A call lingers around the old building, “Give me your tired, your poor, your huddled masses yearning to breathe free.”

Sharon Foskey said the discipleship ministry will be a place for ladies broken and beaten down to receive healing and restoration.

“We are going to walk alongside them. Mercy Restoration Center will house women with any kind of life issue. No leaving anybody out,” said Sharon Foskey, director. “Whether it be drugs, prostitution, abuse of any kind, the motherless, the fatherless or depression, they can come to Mercy Restoration Center.”

Foskey is adamant the center will not be a homeless shelter. MRC will be a 501(c)(3) nonprofit organization associated with United Faith Church. All interested will go through an application and interview process with the center’s board. Approved women will be in the program anywhere from three months to a year.

It is hard to determine whether “structured” or “supportive” describes the center best. Only staff will be allowed to have cars and cellphones. Those in the program will be expected to clean, cook and enage in the center’s activities. These activities include but are not limited to group outings, an exercise program, computer classes, job skills, how to can food and taking an assessment of strengths and weaknesses.

Members must find a part-time job at six months. A portion of their paychecks will go back into the center. They will receive some money to work on their management skills. At nine months they will receive a full-time job. Half of their paycheck amount will go into a personal savings account. All graduates of the program will have housing equipped with furniture, a full-time job, and a savings account.

All of the program’s members’ needs will be taken care of, Foskey said.

“We intend to give them the skills they need to succeed in life. We will introduce them to Jesus, not demand they accept Jesus,” Foskey said.

Continued Foskey, “...If they want an education, then we are going to bridge the gap with Cleveland State. Whatever these women need we will find a way to provide.”

There will be three sleeping rooms at the center. Two bunk beds will be situated in each room. The ideal number for the program is 10 clients at a time with a full-time female and male staff member. Foskey said the male staff will not sleep in the same room as the females. He will be utilized as extra safety for the women.

Before Foskey and her team can help the clients, she said she needs the community’s help to make the center possible.

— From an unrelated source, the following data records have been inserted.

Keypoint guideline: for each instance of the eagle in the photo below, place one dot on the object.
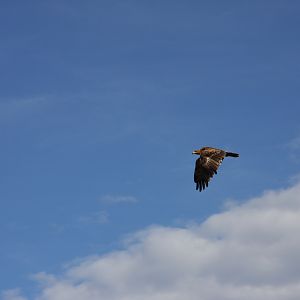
(207, 165)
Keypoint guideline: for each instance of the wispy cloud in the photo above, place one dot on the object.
(16, 108)
(13, 294)
(100, 217)
(111, 199)
(249, 252)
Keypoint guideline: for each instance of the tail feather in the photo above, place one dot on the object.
(232, 154)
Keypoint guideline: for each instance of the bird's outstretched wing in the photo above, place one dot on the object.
(206, 167)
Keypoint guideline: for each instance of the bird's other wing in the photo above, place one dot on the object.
(205, 169)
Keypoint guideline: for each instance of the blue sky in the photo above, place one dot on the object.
(102, 103)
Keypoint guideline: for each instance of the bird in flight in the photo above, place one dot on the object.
(207, 165)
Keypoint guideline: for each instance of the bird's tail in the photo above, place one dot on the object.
(232, 154)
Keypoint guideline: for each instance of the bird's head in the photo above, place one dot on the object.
(198, 152)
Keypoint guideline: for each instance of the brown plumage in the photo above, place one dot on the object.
(207, 165)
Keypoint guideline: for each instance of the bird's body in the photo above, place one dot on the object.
(207, 165)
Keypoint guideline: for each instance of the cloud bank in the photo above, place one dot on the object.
(248, 252)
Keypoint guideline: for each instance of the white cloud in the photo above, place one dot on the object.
(248, 252)
(118, 199)
(13, 294)
(100, 217)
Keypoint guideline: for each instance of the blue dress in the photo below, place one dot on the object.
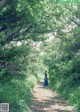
(45, 80)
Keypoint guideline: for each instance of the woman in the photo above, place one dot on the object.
(45, 79)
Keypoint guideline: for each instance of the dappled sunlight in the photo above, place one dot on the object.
(45, 100)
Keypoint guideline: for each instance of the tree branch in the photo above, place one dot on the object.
(15, 35)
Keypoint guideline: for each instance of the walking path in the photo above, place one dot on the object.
(45, 100)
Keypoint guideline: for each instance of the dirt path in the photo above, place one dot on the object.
(44, 100)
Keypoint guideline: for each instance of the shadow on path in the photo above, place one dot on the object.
(44, 100)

“They have given us free rent for the first month [until Feb. 25]. This is where I need the help of the community,” Foskey said. “At Heavenly Treasures we do not make a lot of money. Everything goes back into the ministry and pays the bills.”

Foskey is asking for 100 people, 100 churches or a combination of both to pledge a covenant with the center for $100 a month.

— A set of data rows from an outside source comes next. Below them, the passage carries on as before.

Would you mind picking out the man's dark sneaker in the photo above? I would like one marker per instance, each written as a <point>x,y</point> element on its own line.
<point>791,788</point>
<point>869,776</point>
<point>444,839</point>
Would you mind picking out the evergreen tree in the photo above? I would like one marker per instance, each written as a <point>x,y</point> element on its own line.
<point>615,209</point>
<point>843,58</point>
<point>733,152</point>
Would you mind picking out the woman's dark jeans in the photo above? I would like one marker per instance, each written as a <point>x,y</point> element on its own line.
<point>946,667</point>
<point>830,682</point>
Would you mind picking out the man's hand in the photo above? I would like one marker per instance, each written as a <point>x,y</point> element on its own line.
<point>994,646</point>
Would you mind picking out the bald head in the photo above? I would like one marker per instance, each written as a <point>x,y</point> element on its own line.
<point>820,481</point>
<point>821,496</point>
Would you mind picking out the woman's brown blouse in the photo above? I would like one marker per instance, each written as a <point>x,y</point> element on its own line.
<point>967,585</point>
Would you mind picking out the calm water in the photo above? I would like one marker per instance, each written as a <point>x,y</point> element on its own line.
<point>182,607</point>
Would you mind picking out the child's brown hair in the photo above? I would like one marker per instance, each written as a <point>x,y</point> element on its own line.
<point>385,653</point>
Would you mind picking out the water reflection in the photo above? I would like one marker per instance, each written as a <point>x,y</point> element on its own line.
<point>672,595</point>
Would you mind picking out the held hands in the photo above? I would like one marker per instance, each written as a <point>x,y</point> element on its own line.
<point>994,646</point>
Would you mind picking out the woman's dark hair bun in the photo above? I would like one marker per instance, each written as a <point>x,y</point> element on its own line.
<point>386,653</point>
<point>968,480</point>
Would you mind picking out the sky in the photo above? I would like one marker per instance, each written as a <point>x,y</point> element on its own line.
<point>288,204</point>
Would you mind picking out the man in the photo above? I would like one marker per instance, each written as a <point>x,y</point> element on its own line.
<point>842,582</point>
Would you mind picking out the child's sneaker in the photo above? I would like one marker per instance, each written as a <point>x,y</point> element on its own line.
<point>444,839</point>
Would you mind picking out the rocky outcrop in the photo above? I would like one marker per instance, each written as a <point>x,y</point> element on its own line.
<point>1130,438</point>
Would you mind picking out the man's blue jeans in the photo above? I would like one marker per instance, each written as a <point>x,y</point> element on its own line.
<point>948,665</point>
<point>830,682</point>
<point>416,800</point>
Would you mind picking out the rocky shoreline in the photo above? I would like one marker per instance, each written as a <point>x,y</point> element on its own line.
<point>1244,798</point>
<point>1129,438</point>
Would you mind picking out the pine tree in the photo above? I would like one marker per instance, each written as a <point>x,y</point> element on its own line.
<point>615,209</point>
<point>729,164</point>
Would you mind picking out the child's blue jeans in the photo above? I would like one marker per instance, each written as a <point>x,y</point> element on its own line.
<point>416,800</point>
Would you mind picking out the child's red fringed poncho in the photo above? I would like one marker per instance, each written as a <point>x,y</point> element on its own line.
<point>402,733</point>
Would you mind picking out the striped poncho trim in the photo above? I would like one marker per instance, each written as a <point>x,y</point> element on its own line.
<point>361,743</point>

“This will guarantee we will be able to operate here and no one coming in here will lack anything they need,” Foskey said.

She asked for skilled laborers, volunteers and donations for everything from books to computer systems and hardwood.

“These computers do not have to be state-of-the-art. If you want to give [newer ones] that is fine, but I will take the dinosaurs,” Foskey said.

She asked people to remember the need in their own backyards.

“Overseas mission work is needed and it is a wonderful thing. When I watch those stories for Feed the Children, and I see those little babies with their bellies out, it makes me cry. It touches my heart,” Foskey said.

“We have a mission field right here. We have people starving to death right here. We have people who do not have homes right here.”

Continued Foskey, “We have mothers and fathers out there who do not know how they are going to feed their children tonight.”

She said the need is all around Cleveland and Bradley County.

“It is the very same thing you see which so breaks our heart and touches us is right here in our own backyard,” Foskey said.